Oleksiy Khomenko

Personal information
- Full name: Oleksiy Volodymyrovych Khomenko
- Date of birth: 28 August 1994 (age 30)
- Place of birth: Ukraine
- Height: 1.76 m (5 ft 9+1⁄2 in)
- Position(s): Midfielder

Team information
- Current team: FC Munkach Mukachevo

Youth career
- 2007–2011: FC Molod Poltava

Senior career*
- Years: Team / Apps / (Gls)
- 2012–2013: FC Volyn Lutsk / 0 / (0)
- 2013–2016: FC Hoverla Uzhhorod / 4 / (0)
- 2016–: FC Munkach Mukachevo (amateur) / 15 / (2)

= Oleksiy Khomenko =

Ukrainian footballer

Oleksiy Khomenko (Олексій Володимирович Хоменко; born 28 August 1994) is a Ukrainian football midfielder who currently plays for amateur club FC Munkach Mukachevo.

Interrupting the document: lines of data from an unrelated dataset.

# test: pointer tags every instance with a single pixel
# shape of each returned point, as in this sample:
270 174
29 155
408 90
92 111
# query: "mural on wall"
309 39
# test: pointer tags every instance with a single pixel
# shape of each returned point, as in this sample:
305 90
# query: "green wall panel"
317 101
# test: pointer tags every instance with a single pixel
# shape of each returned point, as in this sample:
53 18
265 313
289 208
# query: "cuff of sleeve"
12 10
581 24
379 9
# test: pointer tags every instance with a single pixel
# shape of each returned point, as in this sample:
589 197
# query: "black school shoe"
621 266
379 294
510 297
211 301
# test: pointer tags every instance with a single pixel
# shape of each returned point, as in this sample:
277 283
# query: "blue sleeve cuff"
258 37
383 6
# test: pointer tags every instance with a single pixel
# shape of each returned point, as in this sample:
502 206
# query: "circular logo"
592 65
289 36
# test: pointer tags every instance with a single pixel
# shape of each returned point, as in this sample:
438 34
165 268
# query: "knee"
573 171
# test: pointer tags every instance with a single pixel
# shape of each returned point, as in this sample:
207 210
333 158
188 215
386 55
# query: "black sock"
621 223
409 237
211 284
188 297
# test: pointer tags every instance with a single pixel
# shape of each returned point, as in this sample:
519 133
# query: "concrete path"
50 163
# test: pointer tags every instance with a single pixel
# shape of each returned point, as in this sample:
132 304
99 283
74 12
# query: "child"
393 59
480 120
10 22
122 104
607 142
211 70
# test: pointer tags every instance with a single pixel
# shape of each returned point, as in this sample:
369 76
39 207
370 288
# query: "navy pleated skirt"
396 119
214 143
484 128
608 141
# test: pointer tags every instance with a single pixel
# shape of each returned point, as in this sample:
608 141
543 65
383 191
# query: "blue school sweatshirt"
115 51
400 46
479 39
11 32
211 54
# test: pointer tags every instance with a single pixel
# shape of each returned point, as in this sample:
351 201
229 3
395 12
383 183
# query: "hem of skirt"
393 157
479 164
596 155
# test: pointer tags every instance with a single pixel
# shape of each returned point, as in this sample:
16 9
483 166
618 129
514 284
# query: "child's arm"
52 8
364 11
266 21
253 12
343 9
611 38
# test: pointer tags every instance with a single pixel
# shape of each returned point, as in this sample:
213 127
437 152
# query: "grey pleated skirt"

Khomenko is a product of the FC Molod Poltava Youth Sportive School System. In 2013, he signed a contract with FC Hoverla, but played only in the FC Hoverla Uzhhorod reserves. In the main-team squad he made his debut playing as a substituted player in the match against FC Dynamo Kyiv on 16 April 2016 in the Ukrainian Premier League.